Kimingala: celebrating Ian Kiming's mathematics
University of Copenhagen,
17 March 2023
This special session of the Number Theory seminar is dedicated to the celebration of Ian Kiming's mathematics.
The day will feature four research talks, connected to Galois representations and modular forms, which are two of the mostly featured topics in Ian Kiming's mathematical research.
|13:00 - 13:15||Welcoming words|
|13:15 - 14:15||Gabor Wiese (Université du Luxembourg)|
|14:15 - 14:30||Short break|
|14:30 - 15:30||Adel Betina (København Universiteit)
|15:30 - 16:00||Coffee and cake|
|16:00 - 17:00||Samuele Anni (Institut de mathématiques de Marseille)|
|17.00 - 17.15||Short break|
|17.15 - 18.15||Matthias Schütt (Leibniz Universität Hannover)|
Titles and abstracts
Title: Counting modular forms mod p satisfying constraints at p.
Abstract: The structure of the algebra of modular forms over finite fields has been widely studied, in part for its applications in establishing congruences. In this talk, after recalling classical geometric arguments of Ogg and Kenku, I will show how, for N coprime with p, one can count the number of classical modular forms of level Np and weight k with both a residual Galois representation and an Atkin-Lehner sign at fixed p, generalizing Martin's recent results, and dimension formulas given by Jochnowitz and by Bergdall-Pollack. Most of these results can be stated as equivariant isomorphisms for the Hecke operators between certain modules, thanks to a p-adic refinement of the Brauer-Nesbitt theorem. A theoretical framework for proving such isomorphisms is given, using the Eichler-Selberg trace formula. This method applies in the case where the level is divisible by the residual characteristic, contrary to the pre-existing approaches. This is work in progress with Alexandru Ghitza (University of Melbourne) and Anna Medvedovsky (Boston University).
Title: On the first derivative of cyclotomic Katz p-adic L-functions at exceptional zeros.
Abstract: This talk is based on a joint work with Ming-Lun Hsieh studying the exceptional zeros conjecture of Katz p-adic L-functions. We will present a formula relating the first derivative of the cyclotomic Katz p-adic L-function attached to a ring class character of a general CM field to the product of an L-invariant and the value of some improved Katz p-adic L-function at s=0. In particular, we show that these Katz p-adic L-functions have a simple trivial zero if and only if their cyclotomic L-invariants are non-zero. Our method uses congruences of Hilbert CM forms and the theory of deformations of reducible Galois representations. I will discuss at the end of this talk about how we can compute the first derivative beyond the case where the branch character is a ring class character using p-adic Eisenstein congruences for GU(2,1).

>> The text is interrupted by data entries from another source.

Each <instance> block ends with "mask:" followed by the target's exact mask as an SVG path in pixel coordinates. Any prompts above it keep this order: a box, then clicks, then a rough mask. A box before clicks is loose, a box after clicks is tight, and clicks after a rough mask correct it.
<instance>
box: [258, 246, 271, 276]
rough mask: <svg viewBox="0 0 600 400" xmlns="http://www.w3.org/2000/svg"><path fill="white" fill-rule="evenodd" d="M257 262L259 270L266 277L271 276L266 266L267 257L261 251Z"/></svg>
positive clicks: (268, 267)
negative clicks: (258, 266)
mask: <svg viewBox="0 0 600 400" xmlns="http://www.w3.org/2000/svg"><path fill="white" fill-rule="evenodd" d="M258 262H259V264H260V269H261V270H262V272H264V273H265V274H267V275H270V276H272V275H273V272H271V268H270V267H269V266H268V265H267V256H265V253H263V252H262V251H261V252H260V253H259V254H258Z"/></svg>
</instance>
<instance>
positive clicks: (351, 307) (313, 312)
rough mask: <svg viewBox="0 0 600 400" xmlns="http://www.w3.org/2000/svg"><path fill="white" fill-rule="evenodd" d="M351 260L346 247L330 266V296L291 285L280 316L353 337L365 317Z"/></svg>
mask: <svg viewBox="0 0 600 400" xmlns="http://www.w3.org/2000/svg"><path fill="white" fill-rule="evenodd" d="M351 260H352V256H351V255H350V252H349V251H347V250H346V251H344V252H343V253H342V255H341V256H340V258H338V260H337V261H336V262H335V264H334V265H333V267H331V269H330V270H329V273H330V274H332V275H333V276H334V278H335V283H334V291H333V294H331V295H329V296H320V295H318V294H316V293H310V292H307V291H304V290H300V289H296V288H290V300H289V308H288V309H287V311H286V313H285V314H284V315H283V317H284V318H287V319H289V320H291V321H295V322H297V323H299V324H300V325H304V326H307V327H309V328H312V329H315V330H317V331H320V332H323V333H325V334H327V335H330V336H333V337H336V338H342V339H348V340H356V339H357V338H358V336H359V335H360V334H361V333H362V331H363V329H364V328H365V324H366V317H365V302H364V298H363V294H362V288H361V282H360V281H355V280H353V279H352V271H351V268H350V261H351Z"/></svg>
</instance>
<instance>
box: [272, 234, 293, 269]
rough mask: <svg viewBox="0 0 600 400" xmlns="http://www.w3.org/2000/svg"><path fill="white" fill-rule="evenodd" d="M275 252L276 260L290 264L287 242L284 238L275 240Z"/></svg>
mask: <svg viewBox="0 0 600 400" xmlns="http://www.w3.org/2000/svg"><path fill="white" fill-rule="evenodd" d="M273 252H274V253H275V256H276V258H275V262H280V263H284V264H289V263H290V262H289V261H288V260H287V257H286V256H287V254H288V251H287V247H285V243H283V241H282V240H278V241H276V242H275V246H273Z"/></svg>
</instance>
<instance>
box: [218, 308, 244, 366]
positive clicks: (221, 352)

Title: Real multiplication and Hilbert modularity
Abstract: Real multiplication (RM) not only occurs on abelian varieties (in terms of endomorphisms), but also on K3 surfaces and other Calabi-Yau varieties via Hodge structures. Contrary to the CM case, RM remains rather mysterious, largely evading explicit examples. I will report on joint work in progress with Bert van Geemen which engineers new constructions of K3 surfaces with RM. I will also discuss applications to Hilbert modularity of Calabi-Yau threefolds.
Title: Splitting fields of X^n-X-1 and modular forms
Abstract: In his article "On a theorem of Jordan", Serre considered the family of polynomials f_n(X) = X^n-X-1 and the counting function of the number of roots of f_n over the finite field F_p, seen as function in p. He explicitly showed the `modularity' of this function for n=3,4. In this talk, I report on joint work with Alfio Fabio La Rosa and Chandrashekhar Khare, in which we treat the case n=5 in several different ways.